At the genus level, in addition to the 171 common species, the MHT+ group exhibited a significantly higher number of unique species (122) compared to the MHT– group (22). In order to explore potential discrepancies in gut microbiota composition based on women's hormone-replacement therapy status, we conducted a comparative analysis of the gut microbiota composition between the two groups at both the phylum, and genus level. Firmicutes was the most prevalent phylum in the microbiome of both groups. In MHT+ group, Actinobacteriota was the second most prevalent phylum, and followed by Bacteroidota and Proteobacteria. Conversely, in the MHT- group, Proteobacteria was the second most prevalent phylum, followed by Actinobacteriota and Bacteroidota. A notable increase in the abundance of Verrucomicrobiota and Desulfobacterota at the phylum level was observed in the MHT+ group relative to the MHT- group. The relative abundances of Proteobacteria was higher in the MHT– than MHT+, but not significant statistically. At the genus level, the relative abundances of Escherichia-Shigella was significantly higher in the MHT– group, whereas norank_o_Clostridia_UCG-014, Coprococcus, Eubacterium_ruminantium_group, norank_f_Oscillospiraceae, Eubacterium_eligens_group, Family_XIII_AD3011_group, Eubacterium_siraeum_group, UBA 1819, Lachnospiraceae_UCG-010 were significantly more abundant in the MHT+ group (Figures 3A–C). Further, linear discriminant analysis effect size (LEfSe) demonstrated an obvious difference existing between the two groups. An increased abundance of Escherichia-Shigella, Veillonelales-Selenomonadales, Megamonas, Oribacterium, norank_f_Saccharimonadaceae was observed in the MHT– group, while Clostridia, norank_o_Clostridia, Coprococcus, Verrucomicrobiota, Coriobacteriales_Incertae_Sedis, Eubacterium_ruminantium_group, Eubacterium_siraeum_group, norank_f_Oscillospiraceae were more abundant in the MHT+ group (Figures 3D, E).

Figure 3

Figure 3. Gut microbiota composition from MHT+ and MHT- groups. (A) Gut microbiota at phylum level. (B) Gut microbiota at genus level. (C) Venn diagram for species composition analysis. (D) Bar chart of LDA value distribution in linear discriminant analysis effect size (LEfSe). (E) Evolutionary branch diagram of differential intestinal microbiota. CG, control group (MHT–); HT, hormone treatment (MHT+).

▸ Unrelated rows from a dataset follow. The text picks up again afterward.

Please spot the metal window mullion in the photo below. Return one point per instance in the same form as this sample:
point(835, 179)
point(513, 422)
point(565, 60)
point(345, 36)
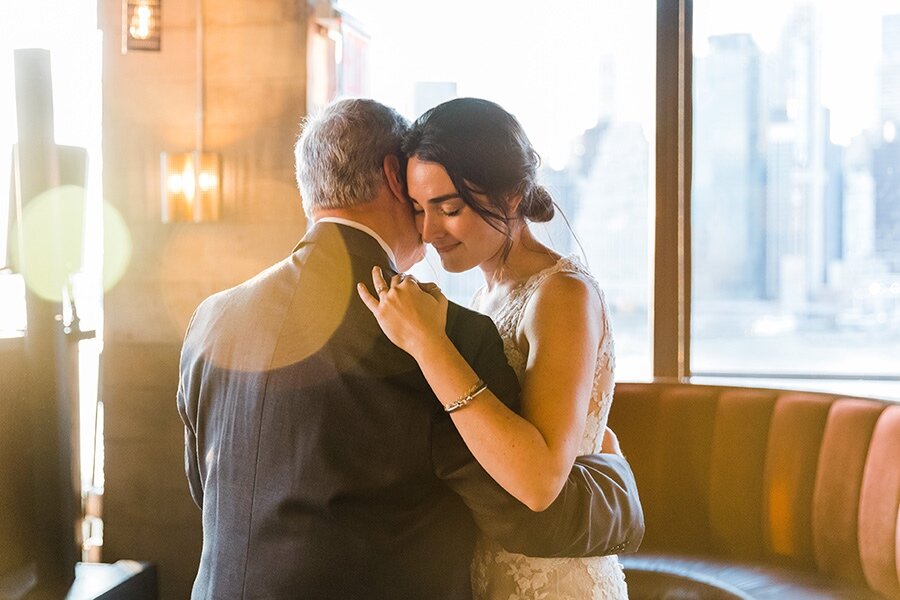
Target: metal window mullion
point(672, 224)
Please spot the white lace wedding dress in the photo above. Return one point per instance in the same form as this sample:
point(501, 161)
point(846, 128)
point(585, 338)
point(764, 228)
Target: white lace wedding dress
point(501, 575)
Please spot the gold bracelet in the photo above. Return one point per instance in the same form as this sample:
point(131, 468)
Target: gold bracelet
point(467, 397)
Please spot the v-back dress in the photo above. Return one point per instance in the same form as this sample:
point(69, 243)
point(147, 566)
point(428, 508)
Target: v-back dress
point(501, 575)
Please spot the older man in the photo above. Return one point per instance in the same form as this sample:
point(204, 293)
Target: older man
point(322, 462)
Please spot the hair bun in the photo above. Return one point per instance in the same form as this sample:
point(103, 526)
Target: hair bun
point(537, 205)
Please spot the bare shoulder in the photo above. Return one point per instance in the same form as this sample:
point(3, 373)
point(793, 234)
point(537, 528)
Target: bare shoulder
point(564, 300)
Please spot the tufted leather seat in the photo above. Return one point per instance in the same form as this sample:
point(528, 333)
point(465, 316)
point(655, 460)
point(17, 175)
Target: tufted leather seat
point(752, 493)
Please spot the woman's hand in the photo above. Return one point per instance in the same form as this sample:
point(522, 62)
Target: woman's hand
point(411, 314)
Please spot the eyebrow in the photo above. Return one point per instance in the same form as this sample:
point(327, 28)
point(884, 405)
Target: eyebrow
point(439, 199)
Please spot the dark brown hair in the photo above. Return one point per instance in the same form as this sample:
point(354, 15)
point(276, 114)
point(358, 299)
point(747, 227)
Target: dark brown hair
point(484, 150)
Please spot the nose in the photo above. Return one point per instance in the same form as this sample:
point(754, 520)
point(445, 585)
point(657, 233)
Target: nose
point(429, 227)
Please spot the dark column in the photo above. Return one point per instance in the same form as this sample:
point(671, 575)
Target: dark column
point(55, 497)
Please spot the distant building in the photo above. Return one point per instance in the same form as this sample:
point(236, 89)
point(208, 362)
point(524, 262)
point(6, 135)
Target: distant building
point(886, 155)
point(429, 94)
point(728, 197)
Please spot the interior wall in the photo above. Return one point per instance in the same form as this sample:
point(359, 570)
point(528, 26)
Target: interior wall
point(255, 95)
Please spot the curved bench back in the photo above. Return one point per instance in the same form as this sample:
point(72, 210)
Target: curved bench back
point(800, 479)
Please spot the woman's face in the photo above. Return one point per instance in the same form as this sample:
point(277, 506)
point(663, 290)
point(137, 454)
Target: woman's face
point(459, 235)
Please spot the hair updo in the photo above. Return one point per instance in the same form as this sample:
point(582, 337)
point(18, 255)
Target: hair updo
point(537, 205)
point(484, 150)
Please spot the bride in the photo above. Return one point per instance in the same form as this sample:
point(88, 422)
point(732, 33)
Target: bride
point(471, 177)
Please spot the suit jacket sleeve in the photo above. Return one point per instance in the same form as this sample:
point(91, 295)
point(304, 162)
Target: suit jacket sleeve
point(597, 513)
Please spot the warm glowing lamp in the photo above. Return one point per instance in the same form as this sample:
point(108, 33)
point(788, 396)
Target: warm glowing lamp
point(191, 186)
point(141, 25)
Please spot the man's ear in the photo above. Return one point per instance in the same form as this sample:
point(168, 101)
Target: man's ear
point(394, 178)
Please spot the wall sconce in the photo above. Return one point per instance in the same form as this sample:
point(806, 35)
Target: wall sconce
point(191, 186)
point(141, 25)
point(191, 182)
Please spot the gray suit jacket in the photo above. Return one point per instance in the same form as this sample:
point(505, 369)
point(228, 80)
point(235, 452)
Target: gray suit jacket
point(324, 465)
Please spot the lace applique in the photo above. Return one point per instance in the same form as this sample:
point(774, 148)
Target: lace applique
point(501, 575)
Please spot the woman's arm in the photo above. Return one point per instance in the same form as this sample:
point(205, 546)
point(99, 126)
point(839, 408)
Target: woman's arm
point(529, 455)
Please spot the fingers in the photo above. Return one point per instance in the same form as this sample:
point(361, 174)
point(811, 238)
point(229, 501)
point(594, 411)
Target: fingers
point(378, 281)
point(368, 299)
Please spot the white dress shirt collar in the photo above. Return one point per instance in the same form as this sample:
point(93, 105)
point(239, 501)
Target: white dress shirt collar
point(364, 229)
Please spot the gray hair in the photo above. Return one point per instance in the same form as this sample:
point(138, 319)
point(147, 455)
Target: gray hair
point(340, 152)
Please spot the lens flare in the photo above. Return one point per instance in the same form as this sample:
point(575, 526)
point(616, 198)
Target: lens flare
point(53, 229)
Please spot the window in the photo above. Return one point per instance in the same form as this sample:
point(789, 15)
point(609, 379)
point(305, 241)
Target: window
point(69, 30)
point(796, 189)
point(579, 76)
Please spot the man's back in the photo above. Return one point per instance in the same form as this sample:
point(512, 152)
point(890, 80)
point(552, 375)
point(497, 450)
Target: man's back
point(312, 449)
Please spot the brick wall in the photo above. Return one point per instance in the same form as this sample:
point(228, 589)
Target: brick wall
point(255, 81)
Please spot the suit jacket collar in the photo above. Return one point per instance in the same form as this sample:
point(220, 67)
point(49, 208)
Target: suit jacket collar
point(356, 242)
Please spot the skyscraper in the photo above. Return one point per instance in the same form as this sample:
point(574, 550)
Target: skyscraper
point(728, 196)
point(886, 156)
point(797, 173)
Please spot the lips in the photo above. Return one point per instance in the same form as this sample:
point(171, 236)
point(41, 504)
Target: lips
point(447, 248)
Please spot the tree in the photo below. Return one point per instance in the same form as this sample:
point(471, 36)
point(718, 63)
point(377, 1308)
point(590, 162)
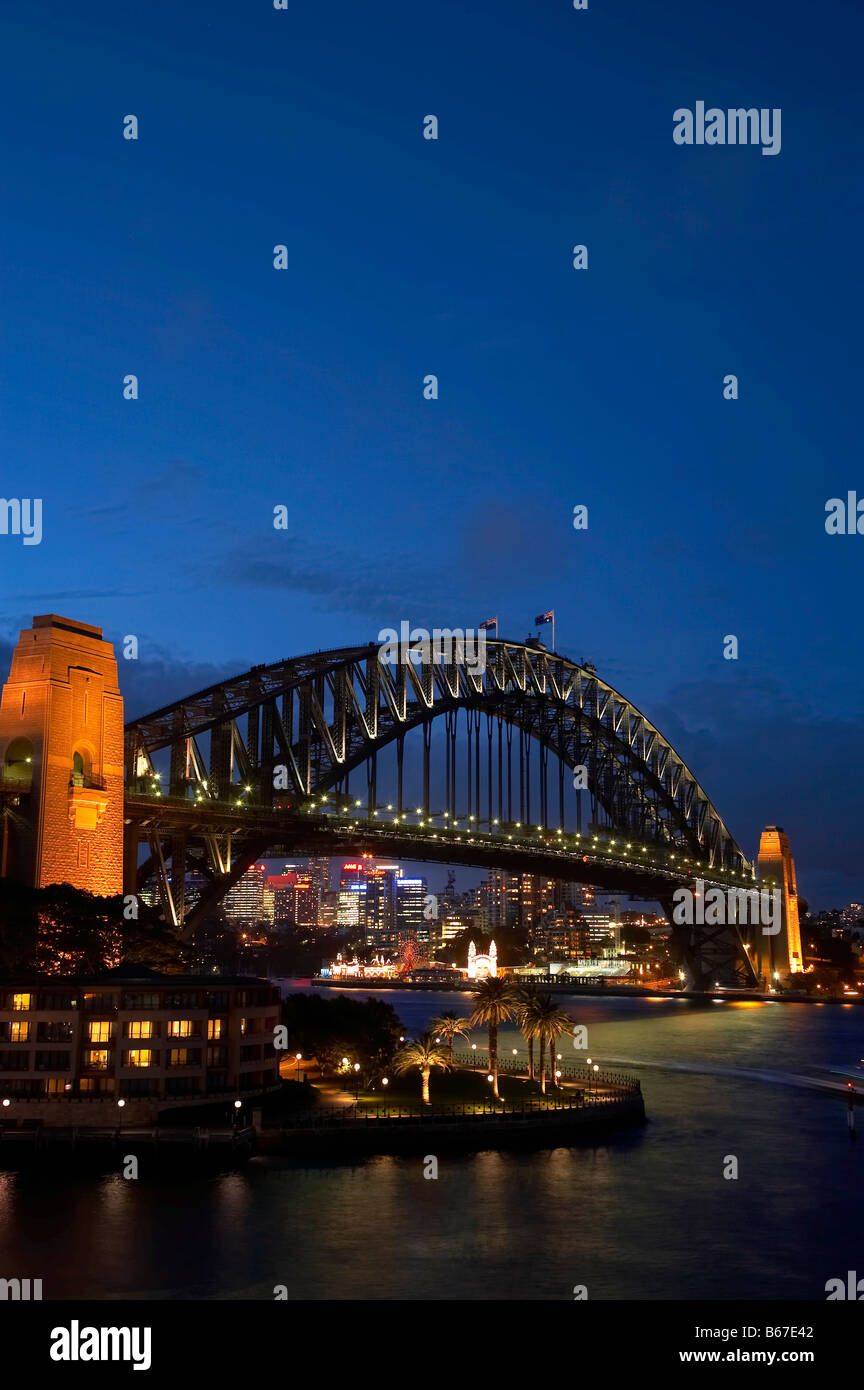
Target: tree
point(547, 1022)
point(424, 1054)
point(367, 1030)
point(447, 1026)
point(527, 995)
point(495, 1002)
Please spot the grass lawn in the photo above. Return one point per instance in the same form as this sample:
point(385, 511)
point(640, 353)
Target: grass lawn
point(454, 1089)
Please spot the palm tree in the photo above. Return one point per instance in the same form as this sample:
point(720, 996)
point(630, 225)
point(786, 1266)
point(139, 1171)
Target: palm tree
point(495, 1002)
point(527, 994)
point(422, 1054)
point(549, 1022)
point(447, 1026)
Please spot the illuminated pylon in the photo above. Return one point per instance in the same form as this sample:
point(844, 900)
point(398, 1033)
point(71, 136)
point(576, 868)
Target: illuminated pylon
point(779, 954)
point(61, 748)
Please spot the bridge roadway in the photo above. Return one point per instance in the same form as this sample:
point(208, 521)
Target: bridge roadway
point(614, 863)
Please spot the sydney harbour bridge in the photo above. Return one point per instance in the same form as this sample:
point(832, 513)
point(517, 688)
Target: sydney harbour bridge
point(527, 762)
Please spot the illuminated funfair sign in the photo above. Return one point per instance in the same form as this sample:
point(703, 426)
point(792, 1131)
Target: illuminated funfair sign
point(485, 966)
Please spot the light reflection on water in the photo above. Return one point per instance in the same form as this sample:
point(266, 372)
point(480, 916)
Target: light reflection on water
point(646, 1215)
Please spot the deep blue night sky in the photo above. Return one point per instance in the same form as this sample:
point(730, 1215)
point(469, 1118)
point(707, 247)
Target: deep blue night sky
point(406, 257)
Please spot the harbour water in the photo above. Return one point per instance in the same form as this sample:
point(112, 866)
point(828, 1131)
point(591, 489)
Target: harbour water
point(648, 1215)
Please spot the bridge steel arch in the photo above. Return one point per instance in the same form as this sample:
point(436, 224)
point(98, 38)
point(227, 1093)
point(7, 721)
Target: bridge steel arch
point(310, 722)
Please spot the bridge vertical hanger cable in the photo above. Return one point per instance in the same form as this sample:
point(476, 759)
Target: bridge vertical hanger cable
point(468, 730)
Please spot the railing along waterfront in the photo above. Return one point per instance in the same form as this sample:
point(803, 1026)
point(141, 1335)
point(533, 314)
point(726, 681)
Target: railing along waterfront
point(517, 1066)
point(350, 1116)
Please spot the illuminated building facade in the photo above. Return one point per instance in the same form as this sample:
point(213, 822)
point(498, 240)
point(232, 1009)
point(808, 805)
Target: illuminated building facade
point(122, 1034)
point(410, 905)
point(245, 902)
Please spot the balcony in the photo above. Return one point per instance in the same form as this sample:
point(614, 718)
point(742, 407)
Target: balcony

Correlations between the bacteria and clinical indexes

The relationships among various bacterial species, BTMs, and other clinical parameters were assessed by Spearman correlation analysis. The findings revealed that Clostridia_UCG-014 and Coprococcus exhibited a significant negative correlation with CTX and P1NP, suggesting a potential protective role in bone health. The correlation strength was moderate (−0.06 < R < −0.04). Additionally, these genera showed a positive correlation with serum E2 levels and BMC as well as BMD at the LS and FN, although not statistically significant. Other genera including Lachnospiraceae_NC2004_group and Eubacterium eligens group demonstrated similar trends in their correlations with these indexes, albeit with weaker correlation strength.

In contrast, Escherichia-Shigella, which was significantly associated with infectious diseases, displayed a negative correlation with serum E2 and BMC, BMD at LS and FN, while positively correlating with CTX and P1NP (although not significantly). Another genera, Odoribacter, was strongly and negatively correlated with CTX and P1NP (P < 0.05), and correlated with LS BMD and FN BMD positively. A similar trend was observed for Colidextribacter. With the exception of Escherichia-Shigella, most of these genera also exhibited a strong association with serum E2 levels, regardless of statistical significance (Figure 4A) (Supplementary materials 1, 2).

Figure 4

Figure 4. Correlations between the bacteria and other indexes. (A) Relationship between intestinal flora and clinical indexes. (B) Relationship between intestinal flora and SCFAs. CG, control group (MHT-); HT, hormone treatment (MHT+). *0.01 < P ≤ 0.05, **0.001 < P ≤ 0.01, ***P ≤ 0.001.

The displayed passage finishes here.